Wingo "has done a lot of whole-exome sequencing looking for rare variants that may be associated with or cause neurodegenerative diseases," he said. "And he believes that exome [sequencing] has higher coverage and gives fewer false positives when it comes to variant calling."

"We had done the whole-exome sequencing on [post-mortem brain tissue from] two individuals," he said. "So, we had that data in hand, and then we thought could we develop [database-building] software that could be applicable to whole-exome sequencing."

Seyfried noted that in addition to the potential for WES-level databases to enable better detection of variants, it has other potential advantages over RNA-seq, particularly for the neurodegenerative disease work his research focuses on.

For instance, he and his colleagues as well as other researchers in the space have discovered that in cases of diseases like Alzheimer's there are a number of proteins deposited in the brain from peripheral tissues, many of which are either expressed at only very low levels or not at all in the brain itself. Using brain-based RNA-seq databases would miss these proteins, Seyfried noted.

Another important consideration, given that much of his work is done in postmortem brain tissue, is the fact that RNA can degrade substantially.

"Certainly, in postmortem human samples you have to kick out a lot of samples because you don't have high-quality RNA," he said. "Whereas the genome is stable, and you can make a personal protein database off DNA from any cell type."

In the JPR paper, the Emory team used the GenPro software to generate reference databases to two postmortem brain samples, which they then analyzed using a Thermo Fisher Orbitrap Fusion mass spectrometer. In all, they identified around 117,000 unique peptides corresponding to roughly 9,300 proteins in each sample. They also identified across the two samples 977 peptide variants.

Using synthetic peptides, they validated six of the single amino acid peptide variants that they identified in the original mass spec experiments, a step Seyfried suggested was key to confirming such variants.

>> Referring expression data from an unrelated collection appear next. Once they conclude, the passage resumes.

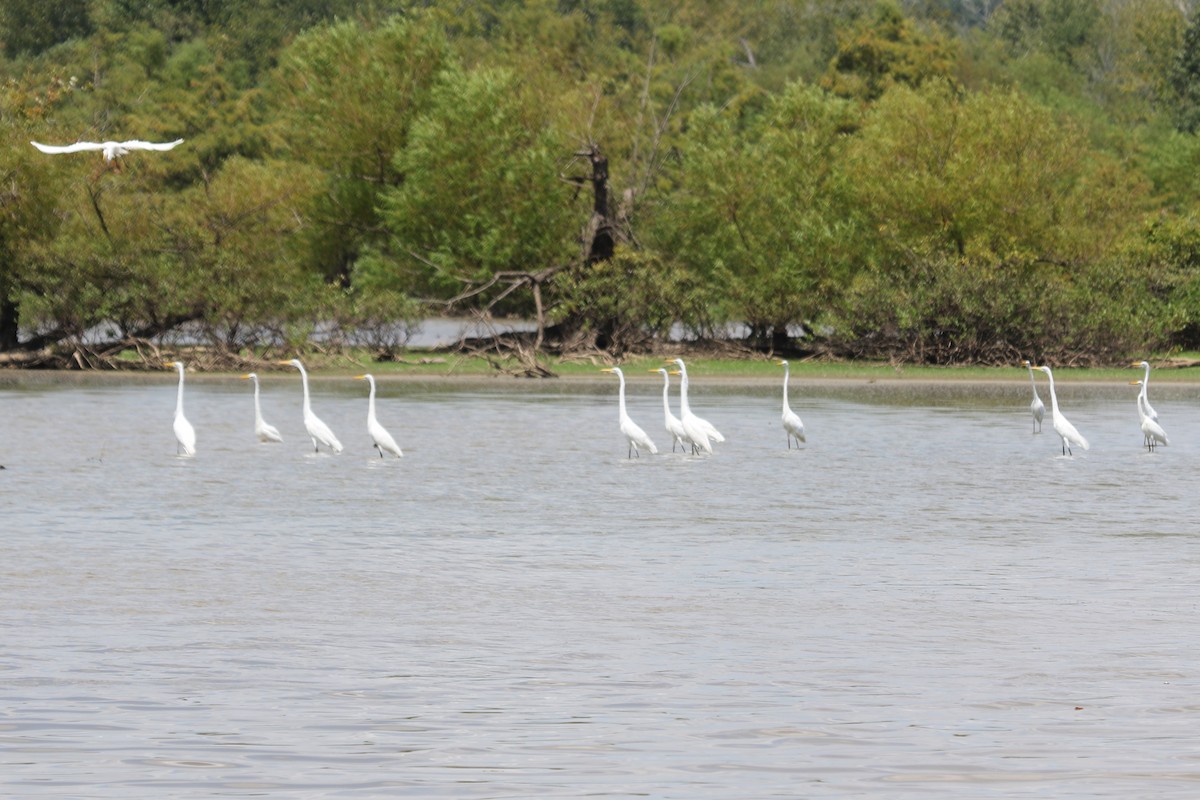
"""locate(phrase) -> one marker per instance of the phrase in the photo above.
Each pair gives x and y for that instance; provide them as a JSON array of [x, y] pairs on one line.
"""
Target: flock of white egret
[[267, 433], [687, 431], [690, 431]]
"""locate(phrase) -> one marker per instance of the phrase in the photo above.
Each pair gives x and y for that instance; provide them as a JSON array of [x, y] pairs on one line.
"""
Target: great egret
[[634, 434], [184, 431], [696, 429], [1152, 432], [383, 439], [1061, 425], [792, 425], [262, 429], [111, 149], [1037, 408], [673, 426], [1145, 383], [317, 429]]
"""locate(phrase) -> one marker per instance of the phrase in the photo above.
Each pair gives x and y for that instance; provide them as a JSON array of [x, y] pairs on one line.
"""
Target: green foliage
[[483, 192], [970, 181], [629, 301], [885, 50]]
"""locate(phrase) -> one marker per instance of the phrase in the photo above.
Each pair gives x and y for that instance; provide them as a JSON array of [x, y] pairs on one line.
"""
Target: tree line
[[939, 181]]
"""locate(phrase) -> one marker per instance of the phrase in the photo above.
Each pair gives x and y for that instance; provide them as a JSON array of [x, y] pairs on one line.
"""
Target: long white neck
[[179, 400], [1054, 397], [683, 390], [304, 379], [258, 409]]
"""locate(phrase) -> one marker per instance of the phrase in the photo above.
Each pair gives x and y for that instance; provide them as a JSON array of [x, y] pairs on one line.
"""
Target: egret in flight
[[1061, 425], [1145, 384], [673, 426], [697, 429], [1151, 431], [262, 429], [792, 425], [1037, 408], [634, 434], [383, 439], [112, 150], [317, 429], [184, 431]]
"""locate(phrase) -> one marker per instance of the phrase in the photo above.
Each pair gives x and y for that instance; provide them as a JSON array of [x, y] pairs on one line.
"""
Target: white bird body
[[1037, 408], [634, 434], [1151, 431], [672, 423], [111, 149], [1061, 425], [383, 439], [792, 425], [185, 434], [264, 431], [1145, 383], [318, 431], [697, 429]]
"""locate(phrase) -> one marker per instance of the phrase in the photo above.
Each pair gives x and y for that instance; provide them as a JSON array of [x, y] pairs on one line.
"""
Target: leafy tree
[[887, 49], [760, 210], [346, 97], [483, 192], [990, 215]]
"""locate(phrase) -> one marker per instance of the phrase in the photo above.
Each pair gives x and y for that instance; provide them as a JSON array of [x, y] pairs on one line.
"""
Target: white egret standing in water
[[184, 431], [696, 428], [672, 423], [264, 431], [1037, 408], [634, 434], [383, 439], [1145, 384], [792, 425], [1061, 425], [1152, 432], [317, 429]]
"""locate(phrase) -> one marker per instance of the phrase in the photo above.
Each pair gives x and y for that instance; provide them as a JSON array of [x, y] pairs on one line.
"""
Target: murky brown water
[[925, 601]]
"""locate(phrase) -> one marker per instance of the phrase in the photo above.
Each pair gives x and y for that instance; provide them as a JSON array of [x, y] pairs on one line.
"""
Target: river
[[927, 600]]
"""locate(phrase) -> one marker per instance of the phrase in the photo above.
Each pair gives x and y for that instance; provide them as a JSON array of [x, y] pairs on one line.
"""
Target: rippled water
[[925, 601]]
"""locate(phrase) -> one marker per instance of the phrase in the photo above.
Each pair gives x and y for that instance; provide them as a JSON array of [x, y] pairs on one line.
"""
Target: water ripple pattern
[[924, 601]]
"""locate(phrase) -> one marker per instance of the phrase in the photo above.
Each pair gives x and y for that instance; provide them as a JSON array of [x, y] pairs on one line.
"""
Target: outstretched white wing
[[137, 144], [55, 149]]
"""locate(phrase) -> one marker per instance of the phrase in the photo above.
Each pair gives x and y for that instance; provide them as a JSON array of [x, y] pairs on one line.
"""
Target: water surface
[[924, 601]]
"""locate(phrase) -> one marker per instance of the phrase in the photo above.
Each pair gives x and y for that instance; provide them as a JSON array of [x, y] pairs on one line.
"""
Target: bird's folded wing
[[54, 149]]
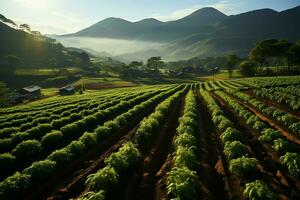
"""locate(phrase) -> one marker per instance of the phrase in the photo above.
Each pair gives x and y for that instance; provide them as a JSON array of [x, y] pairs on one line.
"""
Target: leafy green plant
[[40, 171], [61, 156], [100, 195], [14, 186], [282, 146], [182, 183], [231, 134], [258, 190], [243, 166], [185, 157], [185, 140], [127, 155], [235, 149], [269, 135], [292, 162], [7, 161], [52, 139], [104, 179], [27, 149]]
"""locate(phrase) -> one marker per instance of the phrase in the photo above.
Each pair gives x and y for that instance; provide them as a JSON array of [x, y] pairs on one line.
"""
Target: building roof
[[31, 88]]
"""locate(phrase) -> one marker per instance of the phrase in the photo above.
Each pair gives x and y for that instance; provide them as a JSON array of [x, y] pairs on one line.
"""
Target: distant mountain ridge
[[205, 32], [31, 47]]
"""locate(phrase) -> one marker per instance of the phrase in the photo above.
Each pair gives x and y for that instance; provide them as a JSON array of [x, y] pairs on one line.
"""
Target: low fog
[[100, 46]]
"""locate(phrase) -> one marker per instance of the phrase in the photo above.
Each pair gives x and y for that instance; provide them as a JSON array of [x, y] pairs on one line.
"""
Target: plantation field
[[227, 139]]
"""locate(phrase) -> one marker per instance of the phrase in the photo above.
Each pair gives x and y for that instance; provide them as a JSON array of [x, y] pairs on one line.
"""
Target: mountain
[[33, 49], [205, 32], [152, 29]]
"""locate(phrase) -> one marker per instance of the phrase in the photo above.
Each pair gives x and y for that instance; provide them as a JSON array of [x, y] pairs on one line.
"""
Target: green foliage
[[282, 146], [235, 149], [268, 135], [61, 156], [27, 149], [243, 166], [52, 139], [100, 195], [247, 68], [127, 155], [40, 171], [104, 179], [88, 139], [7, 161], [185, 157], [292, 162], [232, 134], [14, 186], [258, 190], [182, 183], [186, 140]]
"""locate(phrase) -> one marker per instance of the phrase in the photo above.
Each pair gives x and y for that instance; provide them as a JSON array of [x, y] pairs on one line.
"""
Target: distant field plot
[[224, 139]]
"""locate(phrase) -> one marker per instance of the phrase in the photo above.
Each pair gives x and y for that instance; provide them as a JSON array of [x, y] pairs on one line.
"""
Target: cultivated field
[[233, 139]]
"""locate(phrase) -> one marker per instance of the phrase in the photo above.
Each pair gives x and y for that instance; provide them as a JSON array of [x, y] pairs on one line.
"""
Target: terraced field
[[234, 139]]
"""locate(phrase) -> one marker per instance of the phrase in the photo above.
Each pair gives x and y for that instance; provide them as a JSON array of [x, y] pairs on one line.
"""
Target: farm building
[[67, 90]]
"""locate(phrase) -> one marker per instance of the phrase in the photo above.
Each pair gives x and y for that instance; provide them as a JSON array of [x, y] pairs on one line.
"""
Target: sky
[[68, 16]]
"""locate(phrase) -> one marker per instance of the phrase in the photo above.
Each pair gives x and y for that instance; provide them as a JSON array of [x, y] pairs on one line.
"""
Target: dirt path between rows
[[212, 185], [143, 186], [282, 130], [272, 171]]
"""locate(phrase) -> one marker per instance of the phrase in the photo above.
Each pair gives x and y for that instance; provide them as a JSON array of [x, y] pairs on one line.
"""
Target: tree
[[154, 63], [231, 62], [25, 27], [85, 58], [247, 68], [53, 63], [12, 62]]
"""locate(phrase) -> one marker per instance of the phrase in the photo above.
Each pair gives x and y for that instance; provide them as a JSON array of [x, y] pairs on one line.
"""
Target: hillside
[[31, 47], [206, 32]]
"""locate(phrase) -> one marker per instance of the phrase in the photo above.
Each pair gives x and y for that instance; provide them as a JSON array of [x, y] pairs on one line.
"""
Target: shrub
[[127, 155], [76, 148], [60, 156], [295, 127], [88, 139], [40, 171], [292, 162], [231, 134], [94, 195], [185, 140], [182, 183], [258, 125], [25, 149], [243, 166], [13, 186], [52, 139], [224, 124], [268, 135], [258, 190], [7, 161], [185, 156], [104, 179], [283, 146], [235, 149]]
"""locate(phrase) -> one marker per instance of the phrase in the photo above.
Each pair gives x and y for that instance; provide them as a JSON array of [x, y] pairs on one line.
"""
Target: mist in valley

"With one-hit peptide IDs, there's always some caution there," he said. "The user has to go in and say, 'Alright, this is a really good score [indicating a likely true hit]. Let's go synthesize the peptide,' or 'This is a variant that we really care about.' Maybe it's in a gene that causes neurodegeneration. Maybe it's in a gene that's associated with cancer. So, you work from a discovery phase into a validation phase."

The researchers also used their variant data to look at allele-specific protein abundance, a phenomenon that Seyfried said could have implications in various disease processes.

"We're diploid organisms, so you inherit one allele from mom and one allele from dad, and the hypothesis would be that most alleles would be equally abundant," he said. "Our idea was to look as the expression of the variant [peptide] versus the reference and see if they are generally one to one in terms of their expression."

Looking at 429 of the peptide variants they detected, they found that in 95 of them (22 percent) one allele was expressed at levels four-fold or more higher than the other. In 40 percent of those cases, the variant peptide was more highly expressed, while the reference peptide was more highly expressed in 60 percent of cases.

They followed this up with targeted quantitation of three variant and reference peptide pairs, using parallel reaction monitoring mass spec and heavy isotope internal standards to do absolute quantitation, and found that this targeted quantitation data largely agreed with their findings in the larger set of variant-reference pairs.

Seyfried noted that the study's small number of samples analyzed precludes the researchers from making any specific conclusions about the effects of the observed allele-specific expression, but said that it suggests an approach to future research into this question.

"Are there proteins that are less susceptible, or genes that are less susceptible, to imbalance?" he asked. "For coding variants that cause or are associated with disease, how does that affect their allelic balance in the brain? I think we can now start to get at those questions."